What about using your savings to buy the car and then instead of a monthly payment, just deposit that amount back into your savings account. If you pay yourself the same as your loan payment would've been then you effectively make the 3.1%. At least in terms of your eventual balance. I'm guessing you don't want to have your savings account that low in case you need the money in an emergency, but you wouldn't be able to touch it unless the car was paid off anyway.

Interesting that the regular car loan is cheaper though.

jstand
jstand HalfDork
7/25/16 3:32 p.m.
EvanR wrote:
nderwater wrote: Evan -- These two loans have different underwriting criteria, meaning that comparing risk between them is more complicated than the use case you've thought through.
Yeah, I kind of figured it was something deeply complicated and difficult to explain to a layman. As for the other posts, when they say savings-secured loan, they mean it. They won't let the account holder (or anyone else) drain the savings account below the balance on the loan, so that's not it.

The savings backed loan is most likely intended to be a credit builder and not as a replacement for a car loan or personal loan.

The higher interest is the cost using the secured loan to build (or rebuild) credit. Not very expensive when you compare it to a secured credit card.

wearymicrobe
wearymicrobe UltraDork
7/25/16 5:09 p.m.
jstand wrote:
EvanR wrote:
nderwater wrote: Evan -- These two loans have different underwriting criteria, meaning that comparing risk between them is more complicated than the use case you've thought through.
Yeah, I kind of figured it was something deeply complicated and difficult to explain to a layman. As for the other posts, when they say savings-secured loan, they mean it. They won't let the account holder (or anyone else) drain the savings account below the balance on the loan, so that's not it.
The savings backed loan is most likely intended to be a credit builder and not as a replacement for a car loan or personal loan. The higher interest is the cost using the secured loan to build (or rebuild) credit. Not very expensive when you compare it to a secured credit card.

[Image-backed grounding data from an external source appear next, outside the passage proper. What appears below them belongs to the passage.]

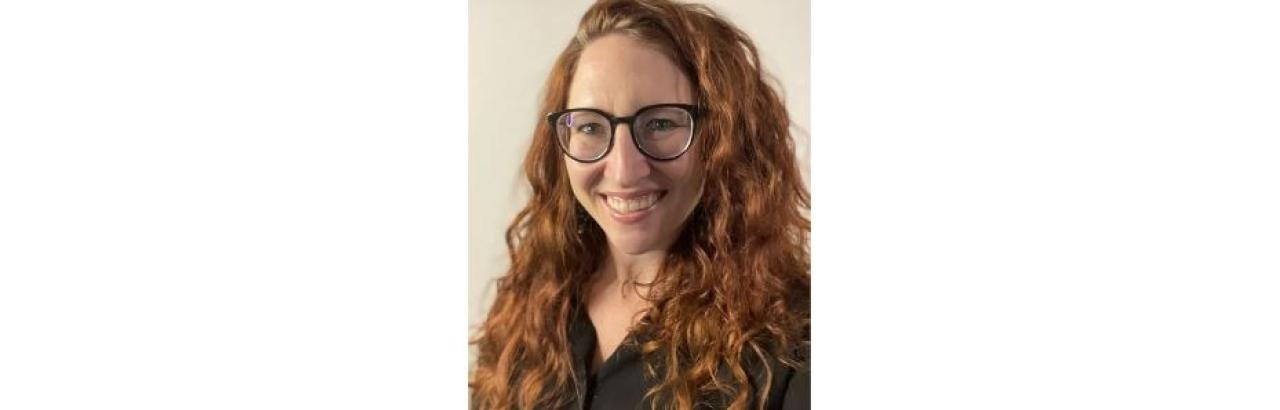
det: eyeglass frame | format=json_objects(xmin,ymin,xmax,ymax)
[{"xmin": 545, "ymin": 103, "xmax": 704, "ymax": 163}]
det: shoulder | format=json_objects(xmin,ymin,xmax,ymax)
[
  {"xmin": 776, "ymin": 349, "xmax": 809, "ymax": 410},
  {"xmin": 762, "ymin": 343, "xmax": 809, "ymax": 410}
]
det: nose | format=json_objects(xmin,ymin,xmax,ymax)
[{"xmin": 604, "ymin": 123, "xmax": 651, "ymax": 186}]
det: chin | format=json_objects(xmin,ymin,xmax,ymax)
[{"xmin": 603, "ymin": 232, "xmax": 662, "ymax": 255}]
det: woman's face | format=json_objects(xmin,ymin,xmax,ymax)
[{"xmin": 564, "ymin": 33, "xmax": 704, "ymax": 256}]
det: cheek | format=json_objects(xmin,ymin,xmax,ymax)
[
  {"xmin": 564, "ymin": 161, "xmax": 600, "ymax": 198},
  {"xmin": 665, "ymin": 155, "xmax": 703, "ymax": 193}
]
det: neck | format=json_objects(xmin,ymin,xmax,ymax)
[{"xmin": 596, "ymin": 245, "xmax": 667, "ymax": 300}]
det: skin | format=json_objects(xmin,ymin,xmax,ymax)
[{"xmin": 564, "ymin": 33, "xmax": 705, "ymax": 368}]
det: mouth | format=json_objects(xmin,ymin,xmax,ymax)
[{"xmin": 598, "ymin": 190, "xmax": 666, "ymax": 223}]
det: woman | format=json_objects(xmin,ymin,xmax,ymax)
[{"xmin": 471, "ymin": 0, "xmax": 810, "ymax": 409}]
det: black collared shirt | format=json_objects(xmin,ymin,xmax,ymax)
[{"xmin": 565, "ymin": 304, "xmax": 810, "ymax": 410}]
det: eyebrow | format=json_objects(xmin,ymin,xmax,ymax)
[{"xmin": 560, "ymin": 102, "xmax": 692, "ymax": 116}]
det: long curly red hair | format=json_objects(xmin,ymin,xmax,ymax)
[{"xmin": 470, "ymin": 1, "xmax": 809, "ymax": 408}]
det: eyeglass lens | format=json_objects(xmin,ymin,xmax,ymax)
[{"xmin": 555, "ymin": 106, "xmax": 693, "ymax": 161}]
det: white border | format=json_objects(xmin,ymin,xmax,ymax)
[
  {"xmin": 0, "ymin": 0, "xmax": 466, "ymax": 408},
  {"xmin": 817, "ymin": 0, "xmax": 1280, "ymax": 407}
]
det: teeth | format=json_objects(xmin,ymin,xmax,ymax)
[{"xmin": 605, "ymin": 193, "xmax": 660, "ymax": 214}]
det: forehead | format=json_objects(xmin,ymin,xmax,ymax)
[{"xmin": 567, "ymin": 33, "xmax": 693, "ymax": 113}]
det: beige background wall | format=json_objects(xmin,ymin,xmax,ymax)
[{"xmin": 469, "ymin": 0, "xmax": 810, "ymax": 331}]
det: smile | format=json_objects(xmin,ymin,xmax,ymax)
[{"xmin": 599, "ymin": 191, "xmax": 666, "ymax": 222}]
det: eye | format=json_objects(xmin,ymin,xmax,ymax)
[
  {"xmin": 576, "ymin": 123, "xmax": 604, "ymax": 135},
  {"xmin": 645, "ymin": 118, "xmax": 679, "ymax": 131}
]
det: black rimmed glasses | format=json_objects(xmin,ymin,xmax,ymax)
[{"xmin": 547, "ymin": 103, "xmax": 701, "ymax": 163}]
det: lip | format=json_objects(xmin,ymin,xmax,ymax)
[
  {"xmin": 598, "ymin": 190, "xmax": 665, "ymax": 224},
  {"xmin": 599, "ymin": 190, "xmax": 663, "ymax": 199}
]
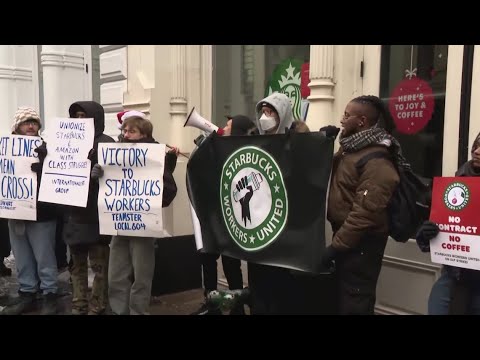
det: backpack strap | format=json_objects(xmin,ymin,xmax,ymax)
[{"xmin": 355, "ymin": 151, "xmax": 393, "ymax": 172}]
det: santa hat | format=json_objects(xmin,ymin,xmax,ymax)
[
  {"xmin": 116, "ymin": 110, "xmax": 147, "ymax": 129},
  {"xmin": 11, "ymin": 107, "xmax": 42, "ymax": 132}
]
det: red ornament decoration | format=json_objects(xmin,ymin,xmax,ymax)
[{"xmin": 388, "ymin": 76, "xmax": 434, "ymax": 134}]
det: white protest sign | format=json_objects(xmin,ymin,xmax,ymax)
[
  {"xmin": 98, "ymin": 143, "xmax": 166, "ymax": 238},
  {"xmin": 190, "ymin": 203, "xmax": 203, "ymax": 250},
  {"xmin": 0, "ymin": 135, "xmax": 42, "ymax": 221},
  {"xmin": 38, "ymin": 118, "xmax": 94, "ymax": 207}
]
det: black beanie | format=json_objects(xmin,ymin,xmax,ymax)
[{"xmin": 229, "ymin": 115, "xmax": 255, "ymax": 136}]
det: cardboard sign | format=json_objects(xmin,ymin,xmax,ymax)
[{"xmin": 98, "ymin": 143, "xmax": 166, "ymax": 238}]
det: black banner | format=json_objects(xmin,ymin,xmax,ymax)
[{"xmin": 187, "ymin": 131, "xmax": 333, "ymax": 274}]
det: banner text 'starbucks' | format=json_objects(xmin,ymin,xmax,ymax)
[{"xmin": 220, "ymin": 146, "xmax": 288, "ymax": 251}]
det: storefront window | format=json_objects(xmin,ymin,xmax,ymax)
[
  {"xmin": 212, "ymin": 45, "xmax": 310, "ymax": 127},
  {"xmin": 380, "ymin": 45, "xmax": 448, "ymax": 179}
]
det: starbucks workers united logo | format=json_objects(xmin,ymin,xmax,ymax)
[
  {"xmin": 220, "ymin": 146, "xmax": 288, "ymax": 251},
  {"xmin": 444, "ymin": 182, "xmax": 470, "ymax": 211}
]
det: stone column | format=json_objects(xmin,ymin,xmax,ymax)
[
  {"xmin": 169, "ymin": 45, "xmax": 189, "ymax": 150},
  {"xmin": 306, "ymin": 45, "xmax": 335, "ymax": 130},
  {"xmin": 0, "ymin": 45, "xmax": 37, "ymax": 133},
  {"xmin": 41, "ymin": 45, "xmax": 86, "ymax": 130}
]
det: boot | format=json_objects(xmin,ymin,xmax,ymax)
[
  {"xmin": 71, "ymin": 307, "xmax": 88, "ymax": 315},
  {"xmin": 190, "ymin": 291, "xmax": 222, "ymax": 315},
  {"xmin": 40, "ymin": 293, "xmax": 57, "ymax": 315},
  {"xmin": 0, "ymin": 294, "xmax": 12, "ymax": 307},
  {"xmin": 1, "ymin": 291, "xmax": 37, "ymax": 315},
  {"xmin": 190, "ymin": 302, "xmax": 222, "ymax": 315},
  {"xmin": 0, "ymin": 261, "xmax": 11, "ymax": 277}
]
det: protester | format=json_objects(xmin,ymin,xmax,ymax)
[{"xmin": 416, "ymin": 132, "xmax": 480, "ymax": 314}]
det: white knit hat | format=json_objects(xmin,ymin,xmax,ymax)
[{"xmin": 11, "ymin": 107, "xmax": 42, "ymax": 132}]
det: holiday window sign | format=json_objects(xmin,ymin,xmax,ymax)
[{"xmin": 388, "ymin": 76, "xmax": 434, "ymax": 134}]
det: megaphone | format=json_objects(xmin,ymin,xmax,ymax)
[{"xmin": 184, "ymin": 107, "xmax": 224, "ymax": 136}]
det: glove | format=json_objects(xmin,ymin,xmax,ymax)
[
  {"xmin": 320, "ymin": 245, "xmax": 338, "ymax": 270},
  {"xmin": 31, "ymin": 162, "xmax": 42, "ymax": 174},
  {"xmin": 90, "ymin": 163, "xmax": 104, "ymax": 180},
  {"xmin": 319, "ymin": 125, "xmax": 340, "ymax": 140},
  {"xmin": 415, "ymin": 220, "xmax": 439, "ymax": 253},
  {"xmin": 34, "ymin": 142, "xmax": 48, "ymax": 161}
]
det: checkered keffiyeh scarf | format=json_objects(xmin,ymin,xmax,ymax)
[{"xmin": 340, "ymin": 127, "xmax": 411, "ymax": 171}]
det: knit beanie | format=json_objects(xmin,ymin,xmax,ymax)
[
  {"xmin": 11, "ymin": 107, "xmax": 42, "ymax": 132},
  {"xmin": 228, "ymin": 115, "xmax": 255, "ymax": 136}
]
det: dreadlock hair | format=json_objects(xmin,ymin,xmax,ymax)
[{"xmin": 351, "ymin": 95, "xmax": 388, "ymax": 128}]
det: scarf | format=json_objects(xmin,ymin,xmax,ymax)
[
  {"xmin": 339, "ymin": 127, "xmax": 411, "ymax": 171},
  {"xmin": 456, "ymin": 160, "xmax": 480, "ymax": 177}
]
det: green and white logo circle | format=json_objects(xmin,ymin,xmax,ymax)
[
  {"xmin": 220, "ymin": 146, "xmax": 288, "ymax": 251},
  {"xmin": 444, "ymin": 182, "xmax": 470, "ymax": 211},
  {"xmin": 266, "ymin": 58, "xmax": 303, "ymax": 121}
]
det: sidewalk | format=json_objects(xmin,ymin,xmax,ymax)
[{"xmin": 0, "ymin": 255, "xmax": 211, "ymax": 315}]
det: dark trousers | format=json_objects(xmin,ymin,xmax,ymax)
[
  {"xmin": 55, "ymin": 219, "xmax": 68, "ymax": 268},
  {"xmin": 247, "ymin": 263, "xmax": 295, "ymax": 315},
  {"xmin": 200, "ymin": 252, "xmax": 243, "ymax": 293},
  {"xmin": 335, "ymin": 236, "xmax": 388, "ymax": 315},
  {"xmin": 0, "ymin": 219, "xmax": 10, "ymax": 258}
]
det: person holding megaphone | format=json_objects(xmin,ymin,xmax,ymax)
[{"xmin": 189, "ymin": 114, "xmax": 257, "ymax": 315}]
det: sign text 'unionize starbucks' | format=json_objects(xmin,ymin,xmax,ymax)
[{"xmin": 220, "ymin": 146, "xmax": 288, "ymax": 251}]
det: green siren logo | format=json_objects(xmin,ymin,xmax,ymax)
[
  {"xmin": 220, "ymin": 146, "xmax": 288, "ymax": 251},
  {"xmin": 444, "ymin": 182, "xmax": 470, "ymax": 211},
  {"xmin": 266, "ymin": 58, "xmax": 303, "ymax": 121}
]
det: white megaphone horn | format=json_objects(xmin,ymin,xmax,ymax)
[{"xmin": 184, "ymin": 107, "xmax": 224, "ymax": 136}]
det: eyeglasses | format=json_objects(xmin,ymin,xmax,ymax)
[
  {"xmin": 342, "ymin": 113, "xmax": 358, "ymax": 120},
  {"xmin": 262, "ymin": 108, "xmax": 275, "ymax": 117},
  {"xmin": 22, "ymin": 119, "xmax": 39, "ymax": 127}
]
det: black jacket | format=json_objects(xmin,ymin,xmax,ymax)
[{"xmin": 63, "ymin": 101, "xmax": 115, "ymax": 225}]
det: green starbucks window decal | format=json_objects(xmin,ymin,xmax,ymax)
[
  {"xmin": 220, "ymin": 146, "xmax": 288, "ymax": 251},
  {"xmin": 265, "ymin": 58, "xmax": 304, "ymax": 121}
]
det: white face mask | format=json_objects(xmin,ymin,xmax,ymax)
[{"xmin": 259, "ymin": 113, "xmax": 278, "ymax": 132}]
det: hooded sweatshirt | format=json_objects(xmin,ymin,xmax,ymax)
[
  {"xmin": 255, "ymin": 92, "xmax": 294, "ymax": 135},
  {"xmin": 64, "ymin": 101, "xmax": 115, "ymax": 225}
]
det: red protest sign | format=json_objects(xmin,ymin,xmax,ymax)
[{"xmin": 429, "ymin": 177, "xmax": 480, "ymax": 270}]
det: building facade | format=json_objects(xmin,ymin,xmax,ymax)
[{"xmin": 1, "ymin": 45, "xmax": 478, "ymax": 314}]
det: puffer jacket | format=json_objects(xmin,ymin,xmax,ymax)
[{"xmin": 327, "ymin": 145, "xmax": 399, "ymax": 250}]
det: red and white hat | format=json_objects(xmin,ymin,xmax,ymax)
[{"xmin": 116, "ymin": 110, "xmax": 147, "ymax": 129}]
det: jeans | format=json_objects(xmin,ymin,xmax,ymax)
[
  {"xmin": 428, "ymin": 267, "xmax": 480, "ymax": 315},
  {"xmin": 8, "ymin": 220, "xmax": 57, "ymax": 294}
]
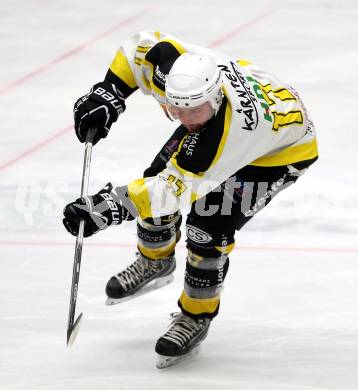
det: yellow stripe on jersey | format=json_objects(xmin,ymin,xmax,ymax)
[
  {"xmin": 159, "ymin": 38, "xmax": 187, "ymax": 55},
  {"xmin": 152, "ymin": 80, "xmax": 165, "ymax": 97},
  {"xmin": 170, "ymin": 91, "xmax": 231, "ymax": 179},
  {"xmin": 179, "ymin": 290, "xmax": 220, "ymax": 315},
  {"xmin": 141, "ymin": 39, "xmax": 186, "ymax": 98},
  {"xmin": 209, "ymin": 91, "xmax": 232, "ymax": 169},
  {"xmin": 141, "ymin": 57, "xmax": 166, "ymax": 97},
  {"xmin": 170, "ymin": 155, "xmax": 202, "ymax": 177},
  {"xmin": 177, "ymin": 133, "xmax": 189, "ymax": 151},
  {"xmin": 249, "ymin": 138, "xmax": 318, "ymax": 167},
  {"xmin": 109, "ymin": 51, "xmax": 137, "ymax": 89},
  {"xmin": 167, "ymin": 96, "xmax": 232, "ymax": 203},
  {"xmin": 127, "ymin": 178, "xmax": 152, "ymax": 219},
  {"xmin": 190, "ymin": 192, "xmax": 199, "ymax": 203},
  {"xmin": 141, "ymin": 73, "xmax": 151, "ymax": 90}
]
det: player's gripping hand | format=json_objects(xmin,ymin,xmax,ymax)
[
  {"xmin": 63, "ymin": 183, "xmax": 134, "ymax": 237},
  {"xmin": 73, "ymin": 81, "xmax": 126, "ymax": 145}
]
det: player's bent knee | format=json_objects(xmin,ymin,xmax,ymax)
[
  {"xmin": 186, "ymin": 222, "xmax": 235, "ymax": 258},
  {"xmin": 137, "ymin": 213, "xmax": 182, "ymax": 260}
]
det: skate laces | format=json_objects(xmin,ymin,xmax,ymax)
[
  {"xmin": 114, "ymin": 253, "xmax": 148, "ymax": 291},
  {"xmin": 114, "ymin": 253, "xmax": 164, "ymax": 292},
  {"xmin": 161, "ymin": 313, "xmax": 206, "ymax": 348}
]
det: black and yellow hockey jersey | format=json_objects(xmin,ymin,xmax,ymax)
[{"xmin": 105, "ymin": 31, "xmax": 318, "ymax": 219}]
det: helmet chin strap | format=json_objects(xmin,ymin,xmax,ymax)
[{"xmin": 160, "ymin": 104, "xmax": 174, "ymax": 121}]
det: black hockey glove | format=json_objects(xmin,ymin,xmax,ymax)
[
  {"xmin": 73, "ymin": 81, "xmax": 126, "ymax": 145},
  {"xmin": 63, "ymin": 183, "xmax": 135, "ymax": 237}
]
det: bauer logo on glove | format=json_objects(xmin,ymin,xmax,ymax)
[
  {"xmin": 73, "ymin": 81, "xmax": 126, "ymax": 145},
  {"xmin": 63, "ymin": 183, "xmax": 134, "ymax": 237}
]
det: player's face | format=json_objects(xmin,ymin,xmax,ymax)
[{"xmin": 166, "ymin": 102, "xmax": 214, "ymax": 132}]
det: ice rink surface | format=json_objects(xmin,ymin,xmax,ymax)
[{"xmin": 1, "ymin": 0, "xmax": 358, "ymax": 389}]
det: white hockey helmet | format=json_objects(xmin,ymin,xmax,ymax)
[{"xmin": 165, "ymin": 53, "xmax": 223, "ymax": 115}]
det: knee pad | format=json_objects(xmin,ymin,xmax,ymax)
[
  {"xmin": 186, "ymin": 220, "xmax": 235, "ymax": 259},
  {"xmin": 137, "ymin": 213, "xmax": 182, "ymax": 260}
]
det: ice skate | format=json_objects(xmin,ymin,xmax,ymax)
[
  {"xmin": 155, "ymin": 312, "xmax": 211, "ymax": 369},
  {"xmin": 105, "ymin": 253, "xmax": 175, "ymax": 305}
]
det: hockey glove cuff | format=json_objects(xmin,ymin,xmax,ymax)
[{"xmin": 63, "ymin": 183, "xmax": 136, "ymax": 237}]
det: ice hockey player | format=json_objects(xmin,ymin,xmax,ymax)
[{"xmin": 63, "ymin": 31, "xmax": 318, "ymax": 368}]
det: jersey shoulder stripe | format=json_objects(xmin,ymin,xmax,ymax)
[
  {"xmin": 175, "ymin": 98, "xmax": 228, "ymax": 175},
  {"xmin": 144, "ymin": 41, "xmax": 185, "ymax": 94}
]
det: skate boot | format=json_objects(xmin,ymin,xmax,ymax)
[
  {"xmin": 155, "ymin": 312, "xmax": 211, "ymax": 369},
  {"xmin": 105, "ymin": 253, "xmax": 176, "ymax": 305}
]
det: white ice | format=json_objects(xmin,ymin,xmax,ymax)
[{"xmin": 0, "ymin": 1, "xmax": 358, "ymax": 389}]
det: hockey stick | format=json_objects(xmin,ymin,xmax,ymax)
[{"xmin": 67, "ymin": 128, "xmax": 96, "ymax": 346}]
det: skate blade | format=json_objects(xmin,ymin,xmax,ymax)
[
  {"xmin": 156, "ymin": 345, "xmax": 201, "ymax": 369},
  {"xmin": 105, "ymin": 274, "xmax": 174, "ymax": 306}
]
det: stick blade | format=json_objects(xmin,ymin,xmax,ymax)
[{"xmin": 67, "ymin": 312, "xmax": 83, "ymax": 347}]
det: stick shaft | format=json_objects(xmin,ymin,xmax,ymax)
[{"xmin": 67, "ymin": 128, "xmax": 96, "ymax": 344}]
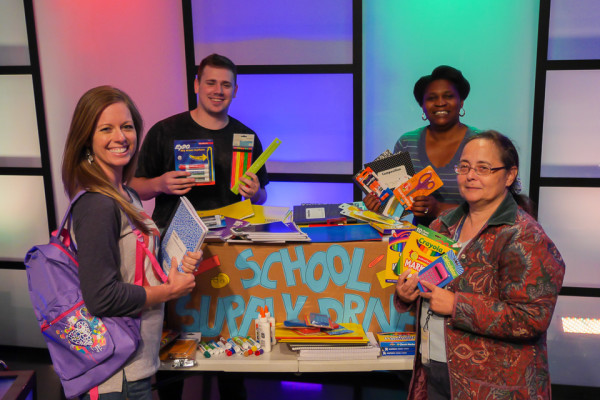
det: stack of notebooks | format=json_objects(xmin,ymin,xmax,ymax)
[
  {"xmin": 229, "ymin": 221, "xmax": 310, "ymax": 243},
  {"xmin": 376, "ymin": 332, "xmax": 416, "ymax": 357},
  {"xmin": 203, "ymin": 216, "xmax": 250, "ymax": 242},
  {"xmin": 276, "ymin": 321, "xmax": 369, "ymax": 345},
  {"xmin": 291, "ymin": 332, "xmax": 381, "ymax": 361}
]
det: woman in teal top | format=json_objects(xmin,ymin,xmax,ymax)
[{"xmin": 365, "ymin": 65, "xmax": 480, "ymax": 224}]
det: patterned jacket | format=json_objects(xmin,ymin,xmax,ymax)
[{"xmin": 395, "ymin": 193, "xmax": 565, "ymax": 399}]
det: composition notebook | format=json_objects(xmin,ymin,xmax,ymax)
[{"xmin": 160, "ymin": 196, "xmax": 208, "ymax": 274}]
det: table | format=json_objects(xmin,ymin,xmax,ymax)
[{"xmin": 159, "ymin": 342, "xmax": 413, "ymax": 373}]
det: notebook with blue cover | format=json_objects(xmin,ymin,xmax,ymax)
[
  {"xmin": 299, "ymin": 224, "xmax": 382, "ymax": 243},
  {"xmin": 160, "ymin": 196, "xmax": 208, "ymax": 273}
]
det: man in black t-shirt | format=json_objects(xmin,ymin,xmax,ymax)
[
  {"xmin": 131, "ymin": 53, "xmax": 268, "ymax": 229},
  {"xmin": 132, "ymin": 54, "xmax": 261, "ymax": 400}
]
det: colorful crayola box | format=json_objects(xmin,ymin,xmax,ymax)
[
  {"xmin": 397, "ymin": 229, "xmax": 453, "ymax": 275},
  {"xmin": 385, "ymin": 228, "xmax": 415, "ymax": 278},
  {"xmin": 415, "ymin": 224, "xmax": 460, "ymax": 251}
]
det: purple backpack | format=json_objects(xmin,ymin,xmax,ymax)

This is the answer, its like a secured credit card. The loan is available for clients they trust and who bank with them, but don't trust them to as much as the A tier credit score loans. Car loans can be weird depending on your risk. I have seen as little as 2.99 on a 10 used year exotic and as high as a 9.99 on a 24 month for a Civic.

EvanR
EvanR SuperDork
7/25/16 11:25 p.m.
jstand wrote: The savings backed loan is most likely intended to be a credit builder and not as a replacement for a car loan or personal loan.

That's pretty much what I use mine for. Not so much a "credit builder" as a "credit maintainer".

My credit was good, but dropping like a stone because I didn't want/need a loan.

I got a $1k loan at 3.1%. Deposited the loan money straight into my savings account at 0.1% with autopay. 12 payments at $85.00. It costs me $20/year in interest to keep my score from dropping.

I still think it's a racket, but I'll play the game at a cost of $20/year.